W całym kraju zmniejszono wypłaty dla ponad 18 tys. pracowników. W niektórych miastach zniesiono badania medyczne i dentystyczne oraz zlikwidowano dojazd do szkół autobusami. W ten sposób pozbawiono możliwości korzystania z programu Head Start dzieci, których rodzice nie mają samochodów.
Fundusze, na ogólną kwotę 70 mld dol. wcześniej przeznaczane na ten program, zmniejszono o 5,3 procent. Największe straty poniesie Kalifornia, gdzie ponad 5,6 tys. dzieciom odmówiono udziału w programie. W Teksasie z programu usunięto ponad 4,4 tys. dzieci, a w Nowym Jorku blisko 3,9 tysiąca. Sekwestr wpłynął niekorzystnie również na mniejsze stany.
W Dakocie Północnej z programu odrzucono 194 dzieci, na Rhode Island 450, a na Hawajach 72.
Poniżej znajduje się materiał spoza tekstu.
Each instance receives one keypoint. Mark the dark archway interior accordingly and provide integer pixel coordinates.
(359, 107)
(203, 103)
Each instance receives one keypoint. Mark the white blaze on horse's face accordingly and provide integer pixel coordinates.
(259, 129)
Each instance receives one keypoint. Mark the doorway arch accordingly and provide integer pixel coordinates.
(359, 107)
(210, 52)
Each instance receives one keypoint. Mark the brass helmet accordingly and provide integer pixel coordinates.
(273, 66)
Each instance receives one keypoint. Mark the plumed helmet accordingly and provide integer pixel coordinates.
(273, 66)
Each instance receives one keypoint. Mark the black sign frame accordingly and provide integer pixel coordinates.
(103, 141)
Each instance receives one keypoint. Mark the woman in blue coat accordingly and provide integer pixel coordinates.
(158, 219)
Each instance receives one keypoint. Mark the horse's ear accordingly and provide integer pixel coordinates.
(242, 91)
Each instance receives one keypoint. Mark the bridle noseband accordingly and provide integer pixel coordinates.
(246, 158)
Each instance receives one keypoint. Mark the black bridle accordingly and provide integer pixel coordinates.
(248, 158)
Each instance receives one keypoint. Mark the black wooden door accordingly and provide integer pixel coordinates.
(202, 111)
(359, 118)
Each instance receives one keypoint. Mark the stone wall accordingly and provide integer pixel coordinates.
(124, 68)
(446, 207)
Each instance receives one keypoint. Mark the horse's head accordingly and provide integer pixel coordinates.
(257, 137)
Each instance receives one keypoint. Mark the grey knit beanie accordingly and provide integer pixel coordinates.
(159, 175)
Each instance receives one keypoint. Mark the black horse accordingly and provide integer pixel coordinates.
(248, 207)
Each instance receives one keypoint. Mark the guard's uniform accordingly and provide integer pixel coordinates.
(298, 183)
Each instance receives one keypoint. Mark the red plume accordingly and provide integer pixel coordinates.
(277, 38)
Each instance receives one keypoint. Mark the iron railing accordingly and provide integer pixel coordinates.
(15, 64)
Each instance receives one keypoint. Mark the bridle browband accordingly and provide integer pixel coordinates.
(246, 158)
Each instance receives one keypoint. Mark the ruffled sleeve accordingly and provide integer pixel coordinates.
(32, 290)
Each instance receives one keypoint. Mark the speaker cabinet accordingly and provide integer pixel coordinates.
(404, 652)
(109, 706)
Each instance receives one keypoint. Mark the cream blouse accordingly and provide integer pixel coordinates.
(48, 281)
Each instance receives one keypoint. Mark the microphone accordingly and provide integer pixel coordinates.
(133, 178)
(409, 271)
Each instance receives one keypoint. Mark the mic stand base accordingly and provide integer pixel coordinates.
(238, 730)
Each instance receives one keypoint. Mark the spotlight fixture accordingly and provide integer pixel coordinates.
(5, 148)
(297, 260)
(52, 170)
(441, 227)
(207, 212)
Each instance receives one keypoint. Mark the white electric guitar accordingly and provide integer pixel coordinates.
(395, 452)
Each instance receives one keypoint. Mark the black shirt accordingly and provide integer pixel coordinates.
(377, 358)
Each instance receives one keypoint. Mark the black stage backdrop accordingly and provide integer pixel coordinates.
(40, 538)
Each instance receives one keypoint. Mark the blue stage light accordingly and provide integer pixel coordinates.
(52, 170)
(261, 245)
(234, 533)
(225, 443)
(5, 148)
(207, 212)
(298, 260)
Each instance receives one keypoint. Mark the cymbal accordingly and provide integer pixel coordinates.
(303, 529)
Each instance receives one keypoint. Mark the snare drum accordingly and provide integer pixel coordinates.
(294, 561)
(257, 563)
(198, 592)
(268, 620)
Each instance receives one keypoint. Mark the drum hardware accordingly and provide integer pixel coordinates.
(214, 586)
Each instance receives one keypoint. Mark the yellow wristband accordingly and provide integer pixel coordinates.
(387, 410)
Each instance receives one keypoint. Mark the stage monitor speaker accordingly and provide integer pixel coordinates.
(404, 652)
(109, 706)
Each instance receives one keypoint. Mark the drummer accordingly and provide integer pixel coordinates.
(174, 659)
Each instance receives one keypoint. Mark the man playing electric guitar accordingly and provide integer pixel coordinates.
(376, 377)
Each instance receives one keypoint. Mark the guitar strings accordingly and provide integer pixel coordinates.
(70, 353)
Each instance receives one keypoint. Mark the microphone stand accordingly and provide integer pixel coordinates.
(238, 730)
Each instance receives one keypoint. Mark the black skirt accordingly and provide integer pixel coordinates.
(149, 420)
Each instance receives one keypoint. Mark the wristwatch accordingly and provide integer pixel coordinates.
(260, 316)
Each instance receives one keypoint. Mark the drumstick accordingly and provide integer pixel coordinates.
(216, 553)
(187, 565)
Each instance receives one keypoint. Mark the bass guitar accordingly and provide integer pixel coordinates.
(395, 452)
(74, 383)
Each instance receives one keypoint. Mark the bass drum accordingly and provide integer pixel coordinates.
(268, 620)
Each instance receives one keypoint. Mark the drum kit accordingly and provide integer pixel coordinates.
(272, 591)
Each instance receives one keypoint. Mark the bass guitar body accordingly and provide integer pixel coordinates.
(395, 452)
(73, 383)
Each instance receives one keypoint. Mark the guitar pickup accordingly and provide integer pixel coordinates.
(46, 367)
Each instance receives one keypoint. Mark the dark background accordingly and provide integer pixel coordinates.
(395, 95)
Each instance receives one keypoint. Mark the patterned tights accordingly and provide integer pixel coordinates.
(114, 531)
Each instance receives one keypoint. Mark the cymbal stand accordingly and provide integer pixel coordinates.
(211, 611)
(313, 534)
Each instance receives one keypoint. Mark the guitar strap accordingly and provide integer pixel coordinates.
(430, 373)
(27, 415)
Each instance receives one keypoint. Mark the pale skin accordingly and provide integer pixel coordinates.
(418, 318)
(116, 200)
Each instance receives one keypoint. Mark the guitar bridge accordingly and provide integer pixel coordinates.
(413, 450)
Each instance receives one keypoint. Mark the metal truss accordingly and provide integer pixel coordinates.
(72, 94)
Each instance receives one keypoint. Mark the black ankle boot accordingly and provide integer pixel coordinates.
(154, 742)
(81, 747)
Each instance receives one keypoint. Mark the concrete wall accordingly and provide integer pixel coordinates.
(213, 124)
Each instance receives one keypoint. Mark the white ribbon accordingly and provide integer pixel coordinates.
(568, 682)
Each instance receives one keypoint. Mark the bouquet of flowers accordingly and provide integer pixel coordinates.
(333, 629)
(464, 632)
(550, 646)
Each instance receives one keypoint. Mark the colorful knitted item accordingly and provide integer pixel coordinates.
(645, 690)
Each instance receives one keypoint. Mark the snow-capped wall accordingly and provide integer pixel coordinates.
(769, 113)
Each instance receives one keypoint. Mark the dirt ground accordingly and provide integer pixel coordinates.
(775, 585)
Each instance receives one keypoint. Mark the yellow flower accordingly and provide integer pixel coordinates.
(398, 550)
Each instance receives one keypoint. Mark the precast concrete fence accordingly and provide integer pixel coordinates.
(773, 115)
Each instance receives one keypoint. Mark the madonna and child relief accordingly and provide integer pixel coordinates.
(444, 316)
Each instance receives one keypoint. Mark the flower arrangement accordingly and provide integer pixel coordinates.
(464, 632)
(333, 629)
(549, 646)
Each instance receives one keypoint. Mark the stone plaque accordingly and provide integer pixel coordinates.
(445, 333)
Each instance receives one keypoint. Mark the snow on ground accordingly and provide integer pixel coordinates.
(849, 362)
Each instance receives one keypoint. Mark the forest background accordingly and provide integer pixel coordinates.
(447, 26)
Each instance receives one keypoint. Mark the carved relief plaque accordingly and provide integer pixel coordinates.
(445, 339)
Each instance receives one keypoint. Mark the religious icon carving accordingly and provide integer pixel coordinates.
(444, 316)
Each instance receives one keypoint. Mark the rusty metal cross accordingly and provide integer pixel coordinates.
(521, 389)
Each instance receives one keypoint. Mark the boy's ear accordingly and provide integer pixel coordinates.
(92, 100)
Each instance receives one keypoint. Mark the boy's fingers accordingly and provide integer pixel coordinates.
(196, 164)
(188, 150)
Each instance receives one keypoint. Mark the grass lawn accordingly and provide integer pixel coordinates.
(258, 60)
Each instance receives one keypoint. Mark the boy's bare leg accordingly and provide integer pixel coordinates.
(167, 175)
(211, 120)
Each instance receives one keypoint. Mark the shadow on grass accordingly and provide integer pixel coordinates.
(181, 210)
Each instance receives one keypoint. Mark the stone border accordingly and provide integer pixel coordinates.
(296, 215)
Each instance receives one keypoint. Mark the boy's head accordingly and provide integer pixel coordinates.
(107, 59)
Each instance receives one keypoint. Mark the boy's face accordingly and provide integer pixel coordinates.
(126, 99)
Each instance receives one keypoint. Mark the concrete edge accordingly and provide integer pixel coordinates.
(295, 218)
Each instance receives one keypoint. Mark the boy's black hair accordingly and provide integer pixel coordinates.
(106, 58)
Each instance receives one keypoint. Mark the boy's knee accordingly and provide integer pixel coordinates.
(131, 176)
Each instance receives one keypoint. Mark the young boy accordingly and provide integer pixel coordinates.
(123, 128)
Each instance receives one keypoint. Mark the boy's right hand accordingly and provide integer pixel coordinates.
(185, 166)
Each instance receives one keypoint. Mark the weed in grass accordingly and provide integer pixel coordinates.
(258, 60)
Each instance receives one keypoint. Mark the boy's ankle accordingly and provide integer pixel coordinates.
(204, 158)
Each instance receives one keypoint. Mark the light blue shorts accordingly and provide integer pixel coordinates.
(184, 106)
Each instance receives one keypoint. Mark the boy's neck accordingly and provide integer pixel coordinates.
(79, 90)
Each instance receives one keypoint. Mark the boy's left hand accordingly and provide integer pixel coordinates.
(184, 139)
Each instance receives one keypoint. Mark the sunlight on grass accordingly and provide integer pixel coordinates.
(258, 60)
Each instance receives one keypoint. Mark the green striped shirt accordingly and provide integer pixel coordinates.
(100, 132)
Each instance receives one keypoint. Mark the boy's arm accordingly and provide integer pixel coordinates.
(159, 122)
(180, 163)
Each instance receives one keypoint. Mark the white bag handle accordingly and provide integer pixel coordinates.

Oprócz wpajania dzieciom nawyku nauki, Head Start zapewnia dwa gorące posiłki dziennie, dojazd do i ze szkoły oraz podstawową opiekę medyczną. Program był prawdziwą pomocą dla rodzin o niskich dochodach. Wykluczał potrzebę szukania prywatnych opiekunek, na które zazwyczaj rodzicom brakuje pieniędzy.
Nie ma większych szans na odwołanie cięć. W zdominowanej przez republikanów Izbie Reprezentantów było bowiem zbyt wielu zwolenników całkowitego zlikwidowania programu Head Start.